All scientific work of an experimental or exploratory nature starts with some expectation about the outcome. These have been, quite properly, organised into a more serial, logical order so that the worth of the output may be evaluated independently of the behavioural processes by which it was obtained. Choose the most suitable headings for paragraphs C-G from the list of headings below. He was arguing in favour of the position taken by Karl Popper in The Logic of Scientific Discovery 1972, 3rd edition that the nature of scientific method is hypothetico-deductive and not, as is generally believed, inductive. If the predictions you make as a result of deducing certain consequences from your hypothesis are not shown to be correct then you discard or modify your hypothesis. Hypotheses provide the initiative and incentive for the inquiry and influence the method.
Where is, your naive, pure and objective researcher now?
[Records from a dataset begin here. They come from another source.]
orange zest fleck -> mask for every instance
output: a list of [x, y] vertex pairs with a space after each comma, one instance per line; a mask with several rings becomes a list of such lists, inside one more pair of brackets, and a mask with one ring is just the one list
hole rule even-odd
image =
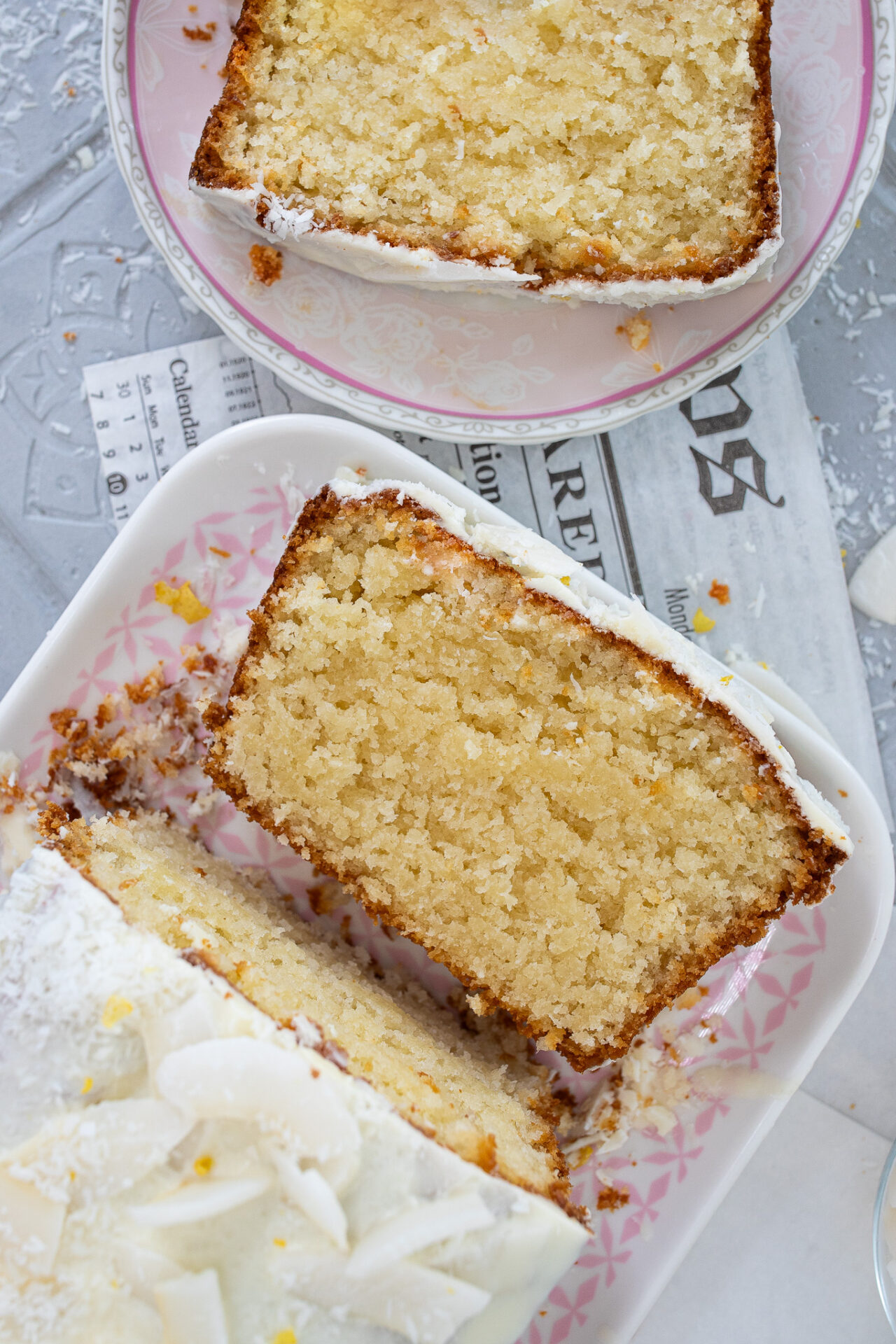
[[195, 625], [196, 621], [204, 621], [207, 616], [211, 616], [211, 607], [199, 601], [189, 586], [189, 579], [179, 589], [160, 579], [156, 583], [156, 601], [161, 602], [163, 606], [169, 606], [175, 616], [179, 616], [187, 625]]

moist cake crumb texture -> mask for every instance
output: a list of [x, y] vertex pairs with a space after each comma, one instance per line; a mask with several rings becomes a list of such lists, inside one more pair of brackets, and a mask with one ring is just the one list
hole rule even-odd
[[576, 1067], [844, 857], [723, 708], [395, 489], [312, 500], [254, 622], [212, 777]]
[[570, 1206], [545, 1070], [513, 1031], [470, 1034], [415, 984], [380, 985], [339, 939], [293, 915], [159, 813], [63, 825], [62, 853], [125, 918], [195, 953], [283, 1025], [314, 1023], [349, 1073], [424, 1133], [506, 1180]]
[[717, 278], [778, 219], [768, 22], [764, 0], [246, 0], [193, 177], [544, 278]]

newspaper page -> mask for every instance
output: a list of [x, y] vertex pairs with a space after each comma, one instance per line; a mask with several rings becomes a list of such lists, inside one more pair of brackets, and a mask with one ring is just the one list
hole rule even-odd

The hypothetico-deductive method describes the logical approach to much research work, but it does not describe the psychological behaviour that brings it about. D students not to cheat while carrying out research. D students to work by guesswork and inspiration. C The myth of scientific method is that it is inductive: that the formulation of scientific theory starts with the basic, raw evidence of the senses - simple, unbiased, unprejudiced observation. However, the starting point of induction is an impossible one.
Every act of observation we make is a function of what we have seen or otherwise experienced in the past. Learn vocabulary and language with the world's best gifs. D students by explaining different conceptions of the research process. You should spend about 20 minutes on Questions 29-40 which are based on the Reading Passage below. The myth is that from a disorderly array of factual information an orderly, relevant theory will somehow emerge.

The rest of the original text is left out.